It's a refreshing approach. "It's also lean," adds Mike. And creative I venture, rather than commercial, yet ironically one which may yield greater rewards. "We think so," says Mike. "Our CEO Rob Gitelis is always pushing the team and I to make sure a bike has meaning to use - the 'Never Status Quo idea'. We don't do circular conversations about product management, how we're going to compete here, or do this, that and maximize our return. We go for the bike's soul and hope people embrace it."

Although the brand's status quo line is public-facing and emblazoned on the bikes, after hearing Mike's perspective, it seems to operate more as an internal motto for the Factor team, an overarching goal, and even a talisman of sorts. It sure beats a rabbit's foot.

Our conversation shifts to Rob's influence and outsize impact on the wider industry, his revered skill at making bikes that move the needle, and his willingness to give his designers free rein. "Oh man, yeah, he's always telling us to go deep and push it, to find perfection in every little thing," says Mike. "It's fantastic. He's an icon!" Mike also mentions the positive influence of ex-Cervelo engineer Graham Shrive, Factor's Director of Engineering since 2019. "As a team, between me, Graham, my gifted designer-colleague Stu Munro and Rob, we have incredible fun making bikes."

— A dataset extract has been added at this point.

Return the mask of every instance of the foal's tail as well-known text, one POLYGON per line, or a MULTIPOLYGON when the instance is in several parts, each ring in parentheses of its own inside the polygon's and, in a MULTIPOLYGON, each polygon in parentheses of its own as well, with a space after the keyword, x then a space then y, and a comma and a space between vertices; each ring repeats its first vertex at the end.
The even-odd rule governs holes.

Of course, the other element that gives Factor a clear advantage over other 'mass market' brands is its production base: Factor has its own factory and reaps the myriad benefits of supply, materials, round-the-clock iterations and so forth that not having to outsource your production to a third party brings. "We can work to put things in place and take risks in real-time, cutting tools for a new part to see what happens, for example, without having to communicate with another company that, with the best will in the world, is not going to have our best interests at heart, or even have the capability to react with the high level of agility we are used to," notes Mike.

To finish off our chat on the dirt where it began, I ask Mike where he thinks gravel bikes are heading. "Given the profile gap between your aero-heavy Unbounds and the more technical and twisty courses, I think we'll see different weapons for different races," he says. "Gravel isn't new, but it's still taking shape and branching off into different segments. Wherever it goes, though, we'll still ask the same question: why not be faster?"